Click for a Printer-friendly Version - Adobe PDF
The Non-Modeling Part of Predictive Modeling
By Jim Wheaton
Principal, Wheaton Group
Original version of an article that appeared in the
November 1999 issue of "Catalog Age"
There are six steps required to build
a statistics-based predictive model. The following is a chronological
listing of these steps, along with the estimated percentage of total
I have highlighted the ten percent of the process that generates the predictive
model, otherwise known as creating the scoring equation. This is a
mathematically intensive piece that can be accomplished by any number of
analytical techniques, including regression and neural networks.
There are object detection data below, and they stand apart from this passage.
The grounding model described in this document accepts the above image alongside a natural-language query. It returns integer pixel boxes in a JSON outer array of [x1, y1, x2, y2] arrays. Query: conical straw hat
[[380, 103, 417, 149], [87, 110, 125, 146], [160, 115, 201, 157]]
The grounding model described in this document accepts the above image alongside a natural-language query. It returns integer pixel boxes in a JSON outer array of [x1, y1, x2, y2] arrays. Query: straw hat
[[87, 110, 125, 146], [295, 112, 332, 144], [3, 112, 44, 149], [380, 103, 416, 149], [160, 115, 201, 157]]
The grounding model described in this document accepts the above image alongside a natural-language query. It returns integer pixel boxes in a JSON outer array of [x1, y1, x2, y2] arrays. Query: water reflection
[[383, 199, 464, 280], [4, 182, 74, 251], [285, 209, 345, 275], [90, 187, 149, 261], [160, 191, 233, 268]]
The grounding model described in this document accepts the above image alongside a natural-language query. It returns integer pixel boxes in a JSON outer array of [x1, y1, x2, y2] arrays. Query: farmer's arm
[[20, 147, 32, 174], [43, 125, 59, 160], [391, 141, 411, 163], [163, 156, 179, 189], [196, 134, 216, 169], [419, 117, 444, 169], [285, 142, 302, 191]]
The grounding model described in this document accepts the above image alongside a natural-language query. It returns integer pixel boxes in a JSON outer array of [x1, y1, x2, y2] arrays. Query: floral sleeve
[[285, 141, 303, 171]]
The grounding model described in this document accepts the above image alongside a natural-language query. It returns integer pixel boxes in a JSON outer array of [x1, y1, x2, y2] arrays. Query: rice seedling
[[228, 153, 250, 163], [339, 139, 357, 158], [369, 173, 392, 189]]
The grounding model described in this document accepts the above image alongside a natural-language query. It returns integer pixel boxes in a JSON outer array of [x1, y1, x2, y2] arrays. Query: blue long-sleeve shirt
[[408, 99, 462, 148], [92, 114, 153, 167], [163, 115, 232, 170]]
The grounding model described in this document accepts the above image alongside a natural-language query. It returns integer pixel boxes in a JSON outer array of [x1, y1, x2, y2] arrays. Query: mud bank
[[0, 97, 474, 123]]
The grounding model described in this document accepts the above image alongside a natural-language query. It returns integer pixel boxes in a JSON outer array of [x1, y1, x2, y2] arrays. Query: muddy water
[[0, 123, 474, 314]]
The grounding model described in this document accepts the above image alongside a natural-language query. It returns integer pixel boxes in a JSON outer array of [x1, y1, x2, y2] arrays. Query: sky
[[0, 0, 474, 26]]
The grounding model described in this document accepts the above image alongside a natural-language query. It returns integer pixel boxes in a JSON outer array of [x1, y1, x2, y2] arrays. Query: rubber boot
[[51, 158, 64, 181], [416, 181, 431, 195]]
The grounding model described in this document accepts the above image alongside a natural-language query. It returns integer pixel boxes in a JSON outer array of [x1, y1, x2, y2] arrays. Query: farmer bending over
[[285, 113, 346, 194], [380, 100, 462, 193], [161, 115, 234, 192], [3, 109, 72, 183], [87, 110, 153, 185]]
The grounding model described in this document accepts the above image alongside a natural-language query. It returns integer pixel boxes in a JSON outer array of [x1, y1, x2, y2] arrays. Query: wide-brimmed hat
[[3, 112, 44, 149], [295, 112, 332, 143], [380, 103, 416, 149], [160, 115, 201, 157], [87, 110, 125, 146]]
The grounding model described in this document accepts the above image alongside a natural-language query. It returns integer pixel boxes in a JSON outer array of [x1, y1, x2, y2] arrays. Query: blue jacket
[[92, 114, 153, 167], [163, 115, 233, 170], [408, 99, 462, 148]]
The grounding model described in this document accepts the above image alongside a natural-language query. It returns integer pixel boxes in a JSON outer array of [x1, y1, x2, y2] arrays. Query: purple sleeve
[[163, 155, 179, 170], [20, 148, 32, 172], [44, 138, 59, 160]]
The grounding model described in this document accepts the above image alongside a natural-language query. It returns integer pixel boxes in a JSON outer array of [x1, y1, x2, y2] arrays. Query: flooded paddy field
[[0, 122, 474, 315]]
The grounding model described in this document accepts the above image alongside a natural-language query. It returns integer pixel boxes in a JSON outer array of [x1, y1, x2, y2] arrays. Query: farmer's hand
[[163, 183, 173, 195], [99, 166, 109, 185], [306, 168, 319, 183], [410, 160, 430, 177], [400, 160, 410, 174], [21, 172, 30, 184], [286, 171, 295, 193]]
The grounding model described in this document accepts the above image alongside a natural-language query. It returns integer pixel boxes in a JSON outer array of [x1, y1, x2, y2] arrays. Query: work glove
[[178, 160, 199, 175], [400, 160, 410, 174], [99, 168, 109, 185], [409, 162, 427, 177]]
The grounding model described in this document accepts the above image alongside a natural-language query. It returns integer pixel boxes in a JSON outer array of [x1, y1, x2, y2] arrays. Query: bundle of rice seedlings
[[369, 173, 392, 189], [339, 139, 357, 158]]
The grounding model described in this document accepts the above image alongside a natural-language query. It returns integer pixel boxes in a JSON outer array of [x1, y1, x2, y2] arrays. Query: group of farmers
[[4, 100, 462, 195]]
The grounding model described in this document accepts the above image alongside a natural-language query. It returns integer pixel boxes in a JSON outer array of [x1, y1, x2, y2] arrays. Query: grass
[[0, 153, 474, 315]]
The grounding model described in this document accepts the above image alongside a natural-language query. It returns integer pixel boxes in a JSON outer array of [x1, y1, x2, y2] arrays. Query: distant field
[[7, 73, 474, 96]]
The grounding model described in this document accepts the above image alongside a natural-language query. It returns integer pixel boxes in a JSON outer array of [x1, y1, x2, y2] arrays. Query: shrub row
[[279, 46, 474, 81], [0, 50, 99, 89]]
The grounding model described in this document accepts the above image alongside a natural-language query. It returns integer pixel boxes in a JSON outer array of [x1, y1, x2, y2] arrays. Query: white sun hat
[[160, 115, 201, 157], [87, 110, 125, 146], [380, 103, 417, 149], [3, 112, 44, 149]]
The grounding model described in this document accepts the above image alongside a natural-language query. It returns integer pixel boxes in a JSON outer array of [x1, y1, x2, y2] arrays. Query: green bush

The
focus of this article, however, is on the other ninety percent; that is, the
non-modeling part. Regardless of the modeling technique that you use, if
you short-change this ninety percent, you probably will end up with a model
that does not perform well.
Step #1 - Developing a Research Design
to arrive at the correct answer, one must first ask the right question.
Specifically, it is important to sit down with the client and come
up with a realistic goal and a practical strategy for attaining
it. This is referred to as developing a research design.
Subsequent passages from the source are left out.